Grâce aux liens que noue entre les dissidens la communauté de croyance, le schisme a parfois pu être considéré comme le chemin de la fortune. Pour certains hommes d’affaires, pour certains riches marchands, le raskol a été un moyen d’influence, pour quelques-uns un moyen d’exploitation. La superstition des masses dissidentes n’a parfois servi qu’à alimenter la cupidité et les coffres des chefs. L’argent joue un grand rôle dans toutes les affaires du schisme, chez les popovtsy comme chez les sans-prêtres. Un écrivain qui a dépeint les mœurs des raskolniks du Volga en de longs récits, A. Petchersky[1], a montré l’importance des préoccupations matérielles chez les chefs comme parmi la foule des starovères. L’âge héroïque de la vieille foi est passé ; le mercantilisme lui a succédé. S’ils sont fidèles aux vieux rites, c’est, pour nombre de raskolniks, moins en vue de la béatitude éternelle que des avantages temporels. « Pourquoi gardent-ils la vieille foi? s’écrie, dans un des récits de Petchersky, la mère Manéfa, abbesse d’un de leurs skytes; est-ce pour leur salut? non, c’est pour leur profit. » Il en est en effet, parmi les meneurs, qui se font payer leurs dettes ou leurs impôts par de crédules coreligionnaires.
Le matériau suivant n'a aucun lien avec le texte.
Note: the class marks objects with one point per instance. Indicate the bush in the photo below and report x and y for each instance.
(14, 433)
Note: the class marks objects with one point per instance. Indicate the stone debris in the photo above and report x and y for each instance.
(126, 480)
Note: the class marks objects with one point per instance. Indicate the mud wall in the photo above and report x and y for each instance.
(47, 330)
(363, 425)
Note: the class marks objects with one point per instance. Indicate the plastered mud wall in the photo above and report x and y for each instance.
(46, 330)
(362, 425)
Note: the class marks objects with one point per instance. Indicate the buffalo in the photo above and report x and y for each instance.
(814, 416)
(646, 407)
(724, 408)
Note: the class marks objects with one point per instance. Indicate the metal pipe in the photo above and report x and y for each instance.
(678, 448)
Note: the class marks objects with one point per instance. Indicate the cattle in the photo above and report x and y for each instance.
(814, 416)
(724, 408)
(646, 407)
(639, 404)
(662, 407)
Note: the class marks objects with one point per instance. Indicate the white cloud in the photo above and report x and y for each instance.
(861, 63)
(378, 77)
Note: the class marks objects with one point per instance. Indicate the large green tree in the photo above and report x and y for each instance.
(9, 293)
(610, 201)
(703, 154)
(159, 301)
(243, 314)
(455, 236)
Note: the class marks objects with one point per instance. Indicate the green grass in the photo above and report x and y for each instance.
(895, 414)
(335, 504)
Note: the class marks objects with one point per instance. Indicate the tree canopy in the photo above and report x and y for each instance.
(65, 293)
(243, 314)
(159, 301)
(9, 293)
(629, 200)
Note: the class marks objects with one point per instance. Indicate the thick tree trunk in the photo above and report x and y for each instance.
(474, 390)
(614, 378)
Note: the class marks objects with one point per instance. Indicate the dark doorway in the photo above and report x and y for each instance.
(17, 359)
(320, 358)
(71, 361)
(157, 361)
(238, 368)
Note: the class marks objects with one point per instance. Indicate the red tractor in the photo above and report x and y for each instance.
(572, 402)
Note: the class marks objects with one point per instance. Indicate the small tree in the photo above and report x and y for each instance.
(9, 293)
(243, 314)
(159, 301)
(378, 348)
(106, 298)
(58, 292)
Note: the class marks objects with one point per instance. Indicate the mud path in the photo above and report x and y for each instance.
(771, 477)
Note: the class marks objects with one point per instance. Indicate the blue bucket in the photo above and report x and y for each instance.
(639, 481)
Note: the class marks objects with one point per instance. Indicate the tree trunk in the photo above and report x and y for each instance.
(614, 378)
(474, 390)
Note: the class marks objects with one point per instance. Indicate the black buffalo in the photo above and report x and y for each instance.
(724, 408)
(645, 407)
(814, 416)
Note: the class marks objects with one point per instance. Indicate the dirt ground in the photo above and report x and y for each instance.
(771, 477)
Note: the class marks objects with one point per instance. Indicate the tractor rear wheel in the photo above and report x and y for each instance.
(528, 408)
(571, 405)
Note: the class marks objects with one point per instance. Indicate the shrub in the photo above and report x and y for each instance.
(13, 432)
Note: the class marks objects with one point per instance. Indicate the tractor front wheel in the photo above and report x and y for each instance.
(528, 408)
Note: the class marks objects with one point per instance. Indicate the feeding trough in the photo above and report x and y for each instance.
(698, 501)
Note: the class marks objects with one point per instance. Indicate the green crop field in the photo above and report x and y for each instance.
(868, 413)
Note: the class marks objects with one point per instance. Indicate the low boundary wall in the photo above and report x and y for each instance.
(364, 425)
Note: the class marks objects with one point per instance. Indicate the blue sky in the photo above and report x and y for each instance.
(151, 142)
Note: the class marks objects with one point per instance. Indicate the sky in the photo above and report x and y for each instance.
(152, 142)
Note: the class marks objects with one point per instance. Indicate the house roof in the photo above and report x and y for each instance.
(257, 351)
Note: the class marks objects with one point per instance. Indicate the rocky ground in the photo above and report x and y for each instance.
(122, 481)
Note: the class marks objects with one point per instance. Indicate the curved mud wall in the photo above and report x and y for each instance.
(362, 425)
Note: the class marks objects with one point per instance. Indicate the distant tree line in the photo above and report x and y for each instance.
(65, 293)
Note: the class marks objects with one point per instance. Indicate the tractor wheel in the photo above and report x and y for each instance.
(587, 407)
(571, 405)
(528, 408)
Les dons mêmes qu’ils offrent à leurs oratoires ou à leurs skytes leur sont souvent suggérés par l’esprit de lucre, par calcul, pour capter la faveur du ciel. « Grâce à vos saintes prières, écrit un marchand à la mère Manéfa, j’ai, sur mon poisson, prélevé un bénéfice de moitié. » Et, en reconnaissance de cette bénédiction, il envoie à l’abbesse 100 roubles pour les distribuer aux âmes qui « ont bien prié, » en recommandant de n’en rien donner à un tel et un tel qui prient pour ses concurrens ; « mais leurs prières, ajoute-t-il, sont moins avantageuses que les vôtres ; aussi nous vous demandons de ne pas cesser de bien prier, pour que le Seigneur nous accorde plus de profit dans notre commerce. » Si c’est là vraiment la dévotion des vieux-croyans, il faut dire qu’elle ne diffère pas beaucoup de celle de nombre de marchands orthodoxes.

  1. De son nom, Melnikof. Longtemps employé au ministère de l’intérieur pour les affaires du schisme, Melnikof a décrit les raskolniks en trois grandes compositions à cadres romanesques : Dans les forêts. Dans les montagnes et Sur le Volga.